The three major pieces of legislation discussed included:
- R. 4495, the “Downpayment Toward Equity Act,” which would authorize $100 billion for a new U.S. Department of Housing & Urban Development (HUD) grant program to provide financial assistance to first-time, first-generation homebuyers to put towards a down payment and other upfront costs to purchase a home.

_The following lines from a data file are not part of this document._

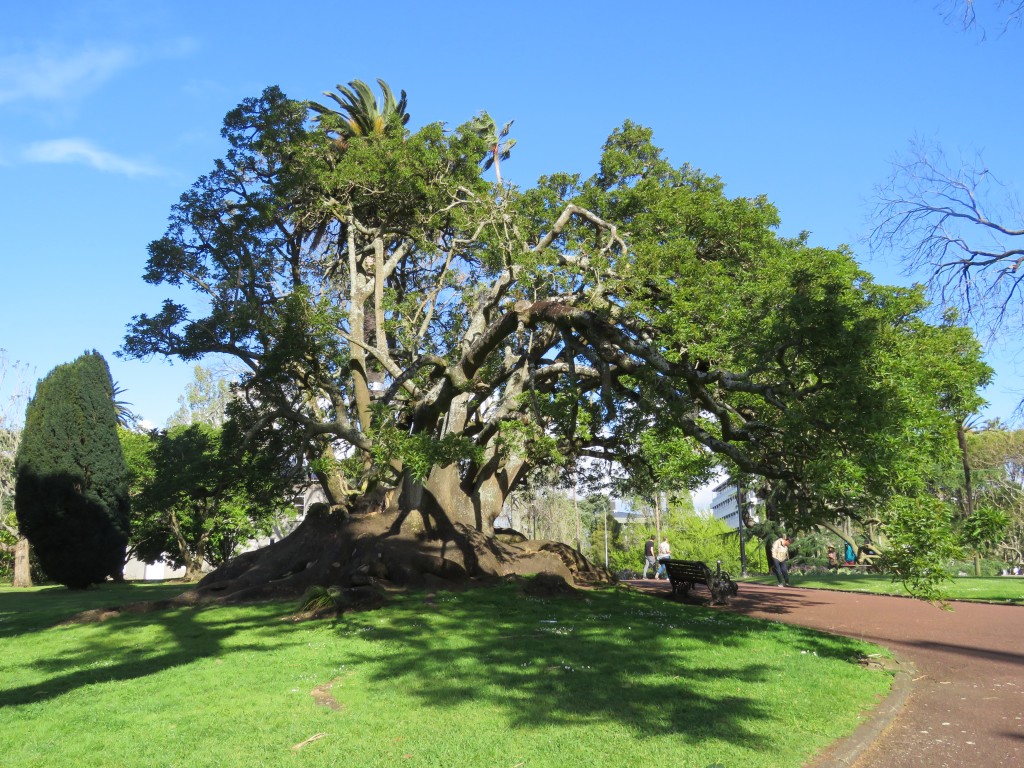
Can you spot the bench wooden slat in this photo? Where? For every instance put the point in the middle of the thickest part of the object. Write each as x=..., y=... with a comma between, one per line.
x=684, y=573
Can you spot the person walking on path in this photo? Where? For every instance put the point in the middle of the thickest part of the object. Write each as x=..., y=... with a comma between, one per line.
x=649, y=561
x=664, y=555
x=779, y=556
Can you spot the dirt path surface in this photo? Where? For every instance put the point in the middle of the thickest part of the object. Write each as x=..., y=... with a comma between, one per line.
x=966, y=702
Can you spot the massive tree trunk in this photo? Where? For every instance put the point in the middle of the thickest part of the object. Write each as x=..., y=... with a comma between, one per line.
x=23, y=567
x=379, y=542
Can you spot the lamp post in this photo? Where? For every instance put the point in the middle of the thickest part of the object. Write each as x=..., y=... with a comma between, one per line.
x=740, y=503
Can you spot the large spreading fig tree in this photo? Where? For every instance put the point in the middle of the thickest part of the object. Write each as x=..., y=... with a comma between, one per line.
x=423, y=339
x=72, y=482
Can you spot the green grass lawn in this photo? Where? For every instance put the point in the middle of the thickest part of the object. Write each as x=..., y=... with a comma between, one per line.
x=989, y=589
x=487, y=677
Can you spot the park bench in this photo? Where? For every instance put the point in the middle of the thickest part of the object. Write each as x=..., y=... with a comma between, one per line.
x=684, y=573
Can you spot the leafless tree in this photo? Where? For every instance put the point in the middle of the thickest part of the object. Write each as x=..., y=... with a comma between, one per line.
x=965, y=12
x=961, y=227
x=13, y=395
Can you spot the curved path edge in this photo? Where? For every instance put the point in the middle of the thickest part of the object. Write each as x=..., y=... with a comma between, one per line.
x=960, y=697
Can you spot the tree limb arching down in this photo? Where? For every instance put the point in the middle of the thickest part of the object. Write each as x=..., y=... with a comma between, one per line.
x=421, y=340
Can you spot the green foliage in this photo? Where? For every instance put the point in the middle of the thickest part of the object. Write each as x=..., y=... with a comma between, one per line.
x=195, y=501
x=72, y=487
x=392, y=307
x=922, y=546
x=205, y=400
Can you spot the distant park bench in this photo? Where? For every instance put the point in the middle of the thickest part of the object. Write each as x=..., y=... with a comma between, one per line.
x=684, y=573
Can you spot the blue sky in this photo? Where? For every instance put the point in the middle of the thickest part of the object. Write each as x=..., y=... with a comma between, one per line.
x=110, y=110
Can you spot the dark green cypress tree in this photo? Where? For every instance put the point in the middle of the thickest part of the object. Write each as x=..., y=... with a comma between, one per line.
x=72, y=492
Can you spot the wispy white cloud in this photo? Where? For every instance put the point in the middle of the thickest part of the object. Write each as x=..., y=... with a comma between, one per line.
x=46, y=76
x=77, y=151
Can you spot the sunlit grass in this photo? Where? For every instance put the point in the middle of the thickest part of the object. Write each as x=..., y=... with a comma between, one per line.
x=488, y=677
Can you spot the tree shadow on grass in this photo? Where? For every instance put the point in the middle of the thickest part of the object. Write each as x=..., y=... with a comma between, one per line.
x=658, y=669
x=23, y=611
x=134, y=646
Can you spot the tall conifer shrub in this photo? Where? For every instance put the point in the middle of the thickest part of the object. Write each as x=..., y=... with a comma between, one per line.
x=72, y=493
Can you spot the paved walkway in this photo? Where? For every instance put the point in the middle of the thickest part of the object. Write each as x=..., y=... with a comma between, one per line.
x=966, y=702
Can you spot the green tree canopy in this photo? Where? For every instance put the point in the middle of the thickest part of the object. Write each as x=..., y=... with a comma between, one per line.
x=424, y=339
x=195, y=502
x=72, y=484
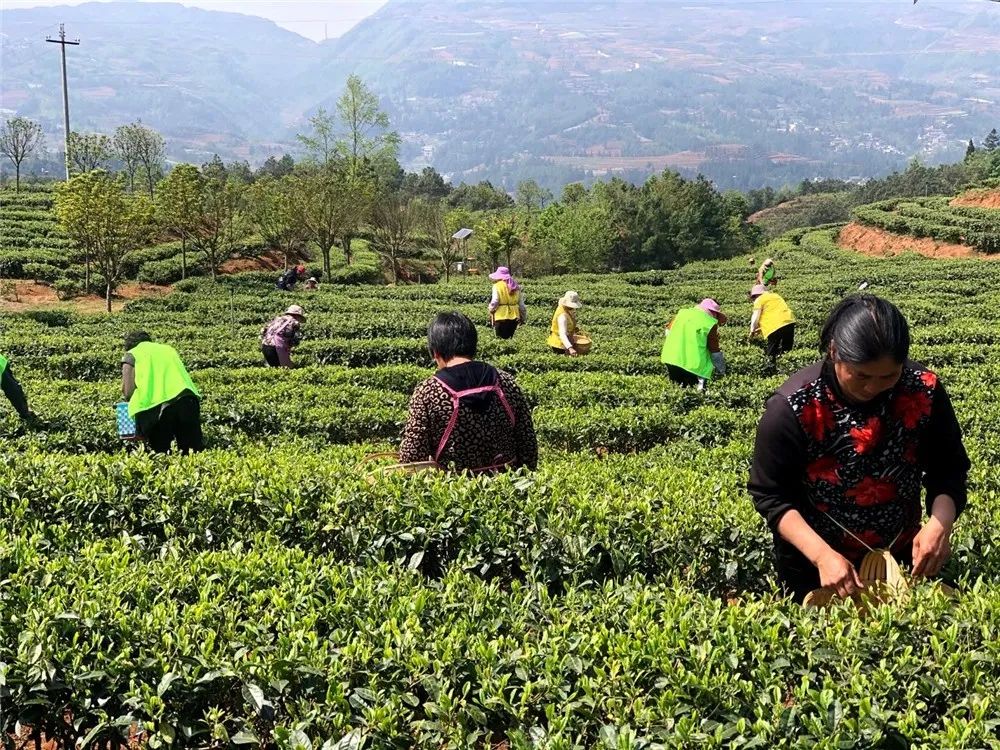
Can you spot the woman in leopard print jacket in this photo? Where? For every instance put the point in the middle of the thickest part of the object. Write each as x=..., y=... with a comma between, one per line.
x=469, y=415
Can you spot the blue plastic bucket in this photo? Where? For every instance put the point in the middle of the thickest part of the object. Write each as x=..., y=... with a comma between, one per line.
x=126, y=425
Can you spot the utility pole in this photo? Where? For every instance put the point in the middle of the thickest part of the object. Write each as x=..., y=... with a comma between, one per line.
x=61, y=41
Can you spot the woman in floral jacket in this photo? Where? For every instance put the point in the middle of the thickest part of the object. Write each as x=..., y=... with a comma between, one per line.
x=845, y=448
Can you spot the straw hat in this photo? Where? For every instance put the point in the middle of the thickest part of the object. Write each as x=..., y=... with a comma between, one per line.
x=710, y=306
x=571, y=300
x=501, y=274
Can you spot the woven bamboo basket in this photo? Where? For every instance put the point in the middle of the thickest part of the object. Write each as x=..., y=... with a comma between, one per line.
x=884, y=581
x=411, y=467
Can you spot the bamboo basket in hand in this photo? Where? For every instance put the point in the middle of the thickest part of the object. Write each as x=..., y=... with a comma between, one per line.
x=582, y=343
x=884, y=581
x=411, y=467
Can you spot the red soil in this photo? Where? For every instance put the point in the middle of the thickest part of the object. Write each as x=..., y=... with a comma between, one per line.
x=32, y=296
x=979, y=199
x=879, y=243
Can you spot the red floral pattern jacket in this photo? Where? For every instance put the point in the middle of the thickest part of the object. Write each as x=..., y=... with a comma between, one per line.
x=860, y=467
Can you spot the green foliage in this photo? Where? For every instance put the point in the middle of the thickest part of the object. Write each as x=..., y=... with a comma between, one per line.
x=266, y=592
x=935, y=217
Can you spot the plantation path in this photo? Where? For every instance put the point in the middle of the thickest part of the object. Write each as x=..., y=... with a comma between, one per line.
x=882, y=244
x=268, y=261
x=979, y=199
x=33, y=296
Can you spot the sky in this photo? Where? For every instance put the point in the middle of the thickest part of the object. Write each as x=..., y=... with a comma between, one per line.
x=310, y=18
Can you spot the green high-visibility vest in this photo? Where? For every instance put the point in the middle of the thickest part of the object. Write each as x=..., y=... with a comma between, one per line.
x=686, y=346
x=160, y=376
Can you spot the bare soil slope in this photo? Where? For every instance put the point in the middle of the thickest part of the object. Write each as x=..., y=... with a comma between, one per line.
x=879, y=243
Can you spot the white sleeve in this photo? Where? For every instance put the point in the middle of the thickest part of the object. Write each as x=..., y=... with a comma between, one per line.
x=564, y=332
x=719, y=362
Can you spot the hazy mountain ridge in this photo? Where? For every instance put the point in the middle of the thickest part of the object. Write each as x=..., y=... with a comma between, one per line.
x=746, y=92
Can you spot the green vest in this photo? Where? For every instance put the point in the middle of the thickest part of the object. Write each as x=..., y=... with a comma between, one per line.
x=159, y=377
x=686, y=346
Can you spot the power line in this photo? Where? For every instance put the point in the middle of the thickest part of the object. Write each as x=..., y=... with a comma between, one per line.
x=62, y=42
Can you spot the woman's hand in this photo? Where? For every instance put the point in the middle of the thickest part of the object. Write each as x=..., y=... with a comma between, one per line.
x=837, y=573
x=931, y=547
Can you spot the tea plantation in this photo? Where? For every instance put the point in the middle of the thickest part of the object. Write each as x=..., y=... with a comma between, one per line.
x=265, y=593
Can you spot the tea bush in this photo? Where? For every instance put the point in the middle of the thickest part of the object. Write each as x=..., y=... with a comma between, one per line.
x=265, y=592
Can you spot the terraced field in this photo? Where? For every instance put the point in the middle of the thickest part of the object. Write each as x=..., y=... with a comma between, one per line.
x=265, y=593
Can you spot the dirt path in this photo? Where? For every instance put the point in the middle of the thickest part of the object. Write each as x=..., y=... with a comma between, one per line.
x=882, y=244
x=33, y=296
x=979, y=199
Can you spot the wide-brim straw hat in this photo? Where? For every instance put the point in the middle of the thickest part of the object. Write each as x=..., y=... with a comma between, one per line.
x=571, y=300
x=710, y=306
x=501, y=274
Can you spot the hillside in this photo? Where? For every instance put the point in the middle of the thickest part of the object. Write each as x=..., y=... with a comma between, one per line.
x=278, y=586
x=747, y=93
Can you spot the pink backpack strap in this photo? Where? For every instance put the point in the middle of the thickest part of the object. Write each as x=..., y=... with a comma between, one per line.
x=456, y=397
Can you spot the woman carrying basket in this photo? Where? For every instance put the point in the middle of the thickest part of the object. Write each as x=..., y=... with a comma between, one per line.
x=565, y=337
x=469, y=415
x=844, y=450
x=507, y=310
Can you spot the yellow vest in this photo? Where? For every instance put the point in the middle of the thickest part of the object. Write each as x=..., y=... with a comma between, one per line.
x=774, y=313
x=509, y=308
x=554, y=340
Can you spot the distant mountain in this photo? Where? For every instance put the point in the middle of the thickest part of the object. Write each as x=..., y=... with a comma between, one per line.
x=748, y=92
x=209, y=81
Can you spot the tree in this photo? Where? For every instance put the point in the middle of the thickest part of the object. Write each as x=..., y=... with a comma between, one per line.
x=366, y=127
x=140, y=150
x=574, y=192
x=992, y=141
x=330, y=203
x=272, y=209
x=178, y=204
x=479, y=197
x=321, y=143
x=276, y=167
x=440, y=224
x=96, y=212
x=19, y=138
x=221, y=221
x=428, y=184
x=88, y=151
x=682, y=220
x=394, y=221
x=215, y=169
x=531, y=198
x=240, y=171
x=498, y=235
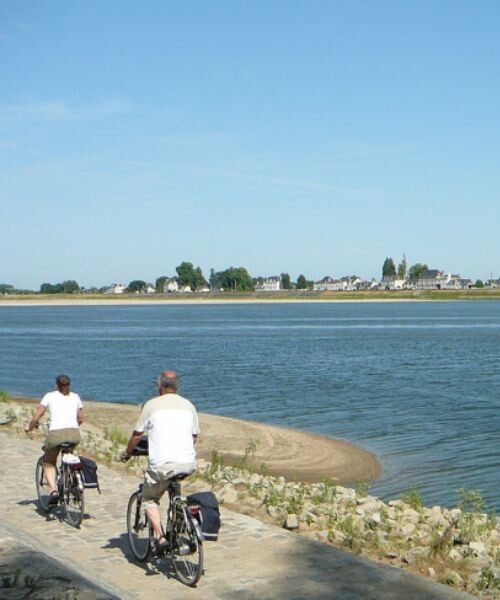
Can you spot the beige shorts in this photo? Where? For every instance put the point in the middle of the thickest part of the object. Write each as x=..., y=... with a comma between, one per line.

This funding would help address multigenerational inequities in access to homeownership and help close the racial wealth and homeownership gaps in the United States.
- Title IV of H.R. 5376, the “Build Back Better Act,” which would, among other things, provide more than $150 billion in fair and affordable housing investments to build, rehabilitate, and retrofit over one million homes, reduce the cost of housing, address homelessness, and increase access to homeownership.
- The “Preventing Unfair Foreclosures Act of 2022,” which would provide additional protections for homeowners with the goal of ensuring they can remain in their homes whenever possible, including by codifying CFPB’s Regulation X rule requiring 120 days of delinquency before the start of a foreclosure, improving written notices during the mortgage servicing process, improving data collection and reporting, establishing the Office of the Homeowner Advocate at the CFPB, improving language access, and otherwise improving the mortgage servicing process for homeowners.
“Wealth disparities are reflected in homeownership rates, where large racial homeownership gaps persist, with Black households over 30 percentage points behind whites and Latino households 24 points behind,” said Calhoun testifying on behalf of the Center for Responsible Lending. “This means that fewer Black and Latino families enjoy any house price appreciation. Those Black and Latino families who are homeowners attain far less home equity growth on average than whites due to owning less valuable houses. Recent high house price appreciation has caused an overall greater concentration of wealth in America, and an increase in the racial wealth gap.”
Equating homeownership to a savings account with compounded interest, Pope discussed the benefits of multigenerational homeownership.
Pope, testifying on behalf of NAREB, noted, “Today, there remains a need to redress racial economic harm caused by private and public sector practices. Homeownership and the denial of access to homeownership compounds access to family wealth situations. That is; like a savings account and compounded interest, multigenerational homeownership provides capital for families to for instance: send children/grandchildren to college without loans; help another generation with down payments on their homes and thus eliminate PMI or FHA insurance costs; or provide a source of credit that can be used as equity in a new business. Thus, the homeownership advantage white families received from the 1930s through the 1980s compounds the racial wealth gap today.”